NextGen continues its march forward. A new network of Iridium satellites promises to expand ADS-B coverage to everywhere lacking the ground stations after SpaceX launched the network's first 10 satellites last week. Dave Higdon reflects...
As the foundation of FAA’s NextGen air-traffic management system, ADS-B is a quantum leap beyond today's Secondary Surveillance Radar (SSR) in virtually every aspect. Unfortunately, it suffers from a limitation that it shares with SSR... ADS-B coverage extends only as far as the range of its ground stations network.
However, a new network of Iridium satellites promises to expand ADS-B coverage to everywhere lacking ground stations. SpaceX launched this future ADS-B network's first 10 satellites last week aboard a Falcon 9 rocket.
Each satellite carried an ADS-B relay station developed specifically for this purpose by a company called Aireon.

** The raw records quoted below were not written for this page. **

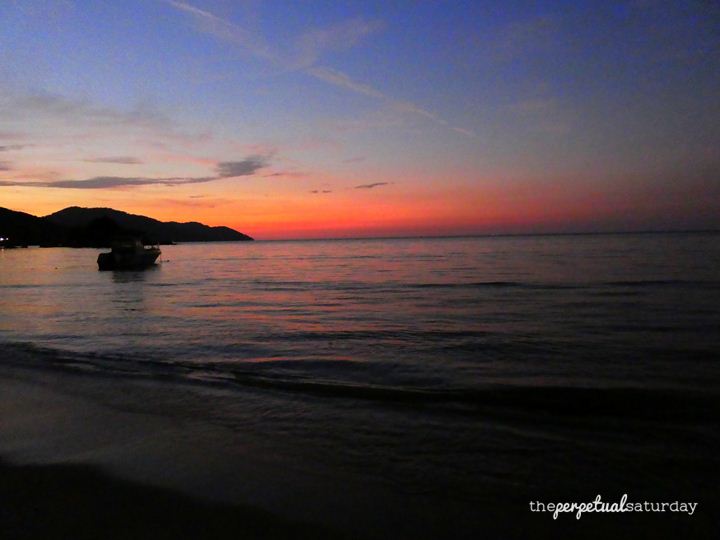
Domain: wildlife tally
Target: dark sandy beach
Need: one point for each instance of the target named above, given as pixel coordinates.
(63, 476)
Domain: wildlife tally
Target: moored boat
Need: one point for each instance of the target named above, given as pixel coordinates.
(129, 254)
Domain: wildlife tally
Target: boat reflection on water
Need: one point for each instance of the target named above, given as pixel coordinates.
(129, 254)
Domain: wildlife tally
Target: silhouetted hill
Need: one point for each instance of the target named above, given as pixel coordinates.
(171, 231)
(24, 229)
(96, 227)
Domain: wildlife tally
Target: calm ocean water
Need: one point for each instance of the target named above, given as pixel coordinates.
(469, 366)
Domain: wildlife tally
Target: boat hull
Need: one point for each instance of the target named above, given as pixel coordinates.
(127, 261)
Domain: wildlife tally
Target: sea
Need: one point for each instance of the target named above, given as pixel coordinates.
(439, 377)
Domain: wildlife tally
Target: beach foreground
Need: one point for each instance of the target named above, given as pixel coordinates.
(155, 476)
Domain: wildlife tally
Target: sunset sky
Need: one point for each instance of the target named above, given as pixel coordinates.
(365, 118)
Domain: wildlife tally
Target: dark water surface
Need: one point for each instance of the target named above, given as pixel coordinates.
(459, 372)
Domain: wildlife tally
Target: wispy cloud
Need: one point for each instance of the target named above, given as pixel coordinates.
(343, 80)
(226, 30)
(226, 169)
(230, 169)
(309, 50)
(373, 185)
(120, 160)
(18, 106)
(344, 35)
(286, 174)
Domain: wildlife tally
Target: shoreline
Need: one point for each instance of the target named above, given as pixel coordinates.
(76, 462)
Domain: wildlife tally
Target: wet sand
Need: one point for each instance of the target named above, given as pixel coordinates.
(79, 462)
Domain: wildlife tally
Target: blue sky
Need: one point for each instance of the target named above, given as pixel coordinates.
(507, 115)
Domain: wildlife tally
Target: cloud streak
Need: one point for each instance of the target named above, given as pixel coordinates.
(120, 160)
(311, 46)
(225, 169)
(373, 185)
(231, 169)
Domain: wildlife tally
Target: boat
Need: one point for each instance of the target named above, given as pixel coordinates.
(130, 254)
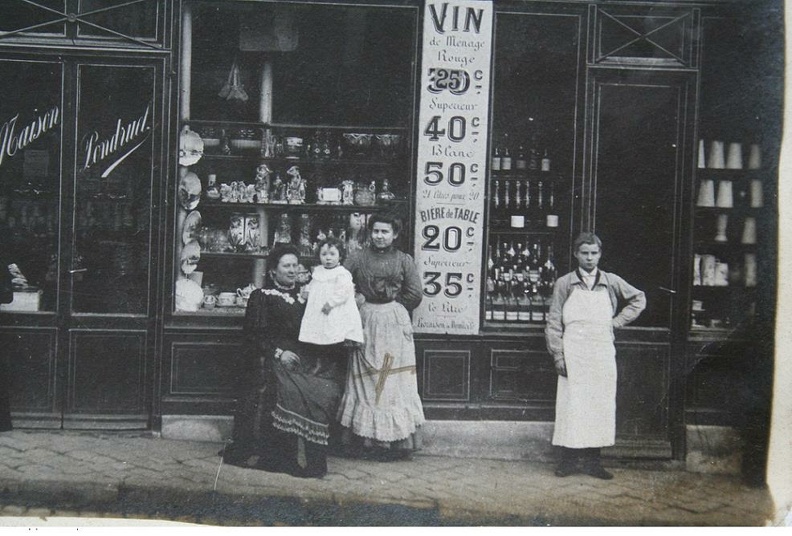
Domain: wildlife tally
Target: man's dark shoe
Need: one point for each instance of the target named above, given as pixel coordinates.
(597, 472)
(566, 469)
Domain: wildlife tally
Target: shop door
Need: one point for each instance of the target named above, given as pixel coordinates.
(639, 131)
(110, 276)
(81, 159)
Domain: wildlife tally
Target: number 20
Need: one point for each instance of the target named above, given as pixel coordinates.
(452, 238)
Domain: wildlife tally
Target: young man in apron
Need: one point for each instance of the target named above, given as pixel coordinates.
(587, 304)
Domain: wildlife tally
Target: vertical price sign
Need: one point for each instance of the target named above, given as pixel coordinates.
(452, 158)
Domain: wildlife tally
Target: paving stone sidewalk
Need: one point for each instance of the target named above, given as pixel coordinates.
(68, 474)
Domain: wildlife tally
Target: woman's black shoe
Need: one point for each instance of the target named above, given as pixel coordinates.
(566, 469)
(597, 472)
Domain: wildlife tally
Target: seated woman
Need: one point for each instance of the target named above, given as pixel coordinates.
(288, 390)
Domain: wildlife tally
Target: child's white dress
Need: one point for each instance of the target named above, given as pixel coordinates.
(335, 287)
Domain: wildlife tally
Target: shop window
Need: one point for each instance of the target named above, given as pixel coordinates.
(30, 148)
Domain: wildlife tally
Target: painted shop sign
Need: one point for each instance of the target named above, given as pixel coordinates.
(452, 156)
(125, 140)
(15, 138)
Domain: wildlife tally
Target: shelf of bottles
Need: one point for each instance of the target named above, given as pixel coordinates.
(521, 267)
(728, 212)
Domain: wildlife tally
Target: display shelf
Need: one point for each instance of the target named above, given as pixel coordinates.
(288, 140)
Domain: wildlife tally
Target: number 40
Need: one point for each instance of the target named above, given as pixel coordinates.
(455, 128)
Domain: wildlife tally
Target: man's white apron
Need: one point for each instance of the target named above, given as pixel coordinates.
(586, 398)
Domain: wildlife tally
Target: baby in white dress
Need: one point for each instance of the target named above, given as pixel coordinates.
(331, 314)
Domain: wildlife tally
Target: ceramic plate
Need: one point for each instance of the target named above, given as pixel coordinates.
(190, 147)
(191, 225)
(191, 254)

The potential benefits run high for business aircraft operators - particularly those flying internationally in pursuit of their interests.
With the 70-satellite constellation due in orbit in about a year, Aireon already is lining up air-traffic management customers that find the prospect of ADS-B coverage without the need to site, construct and link ground stations appealing.
Same Box, Different Stations...
According to Aireon, its space-based global surveillance network system is simply ADS-B on a satellite. Aireon redesigned the ground-based relay stations into flying space-grade relay stations and installed them in second-generation Iridium Next satellites.
Iridium's launch plans include six more SpaceX Falcon 9 launches, each deploying ten more satellites by early 2018.
With 66 satellites operating (and four spares available), aircraft tracking expands beyond the realm of ground-based networks to provide 100% global surveillance using the same ADS-B signal that ADS-B-equipped aircraft already transmit.
While the United States is not a client many in aviation anticipate that the potential to expand ADS-B coverage beyond our continent mass could become necessary to manage the oceanic traffic growth projected in Commercial and Business Aviation.
Such global air-traffic surveillance holds the potential to improve route options – saving fuel and time. And it would become an asset for national security and accident investigations.
Operators could pinpoint their aircraft’s location minute-by-minute.
So how is this different from other options for global tracking? First, it's an international standard already. The Aireon satellite system uses the same ADS-B Out standards now in place – and, thus, is ready for use by the agencies. And it doesn't depend on aircraft systems transmitting aircraft-specific operating data.
For business aircraft the satellites bring more potential value to the avionics upgrades required by 2020 in the US.
Considering the expense of upgrading business turbine aircraft avionics packages to ADS-B Out, anything that adds further to the value of the upgrade can't be a bad thing - particularly from a safety and tracking perspective.